Ich beziehe mich dabei nur auf den Schluss. Sprache ändert sich von unten
Einfach laufen lassen, der eine richtet sich danach, ein anderer nicht.
Die Alten braucht es nicht mehr zu jucken, die Jungen kriegen es in der Schule infiltriert.
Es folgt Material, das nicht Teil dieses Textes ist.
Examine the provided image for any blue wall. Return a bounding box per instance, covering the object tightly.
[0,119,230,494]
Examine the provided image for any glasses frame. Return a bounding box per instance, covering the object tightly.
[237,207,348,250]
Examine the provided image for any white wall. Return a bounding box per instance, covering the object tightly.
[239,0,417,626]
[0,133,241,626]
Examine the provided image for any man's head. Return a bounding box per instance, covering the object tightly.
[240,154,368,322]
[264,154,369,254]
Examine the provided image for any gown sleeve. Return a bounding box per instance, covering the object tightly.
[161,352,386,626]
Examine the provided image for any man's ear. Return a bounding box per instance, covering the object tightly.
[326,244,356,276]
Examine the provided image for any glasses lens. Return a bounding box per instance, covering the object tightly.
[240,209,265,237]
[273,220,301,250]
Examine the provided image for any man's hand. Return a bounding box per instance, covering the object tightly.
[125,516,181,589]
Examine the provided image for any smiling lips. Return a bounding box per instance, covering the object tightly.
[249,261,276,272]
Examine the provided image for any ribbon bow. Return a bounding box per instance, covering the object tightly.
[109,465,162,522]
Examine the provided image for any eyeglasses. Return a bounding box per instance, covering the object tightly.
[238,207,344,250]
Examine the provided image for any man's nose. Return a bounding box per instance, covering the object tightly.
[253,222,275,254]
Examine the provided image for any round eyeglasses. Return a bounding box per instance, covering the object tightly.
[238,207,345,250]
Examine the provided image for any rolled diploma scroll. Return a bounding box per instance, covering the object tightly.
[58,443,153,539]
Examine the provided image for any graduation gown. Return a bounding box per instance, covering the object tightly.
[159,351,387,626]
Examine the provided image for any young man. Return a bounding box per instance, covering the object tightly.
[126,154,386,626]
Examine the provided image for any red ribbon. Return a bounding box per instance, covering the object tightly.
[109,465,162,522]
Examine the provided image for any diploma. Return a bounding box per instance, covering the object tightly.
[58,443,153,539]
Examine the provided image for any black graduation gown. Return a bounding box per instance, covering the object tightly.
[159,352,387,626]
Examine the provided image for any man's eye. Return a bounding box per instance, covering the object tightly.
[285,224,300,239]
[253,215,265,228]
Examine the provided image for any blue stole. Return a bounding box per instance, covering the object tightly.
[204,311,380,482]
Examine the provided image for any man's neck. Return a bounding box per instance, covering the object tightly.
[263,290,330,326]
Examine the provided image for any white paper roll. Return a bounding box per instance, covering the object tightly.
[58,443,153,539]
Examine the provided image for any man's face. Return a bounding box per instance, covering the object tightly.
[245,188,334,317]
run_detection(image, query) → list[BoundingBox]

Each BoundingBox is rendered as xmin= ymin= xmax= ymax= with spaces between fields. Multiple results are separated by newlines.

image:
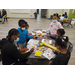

Die Zeit wird es bringen.
Obacht:
Die Rechtschreibrefom unterstützte auch nur eine Minderheit und gekommen ist sie dennoch und zwar
von oben.
Hiermit ist die vorher über Jahrzehnte und Jahrhunderte sukzessiv sich wandelnde Sprache mehr oder weniger gewaltsam in kürzester Zeit verändert worden.
Statt einzelne neue Regeln zu formulieren, die ja durchaus sinnvoll sein können, wurde massiv - nach dem Motto "wo wir gerade dabei sind" machen wir es mal richtig grausam - und sehr viel umgekrempelt.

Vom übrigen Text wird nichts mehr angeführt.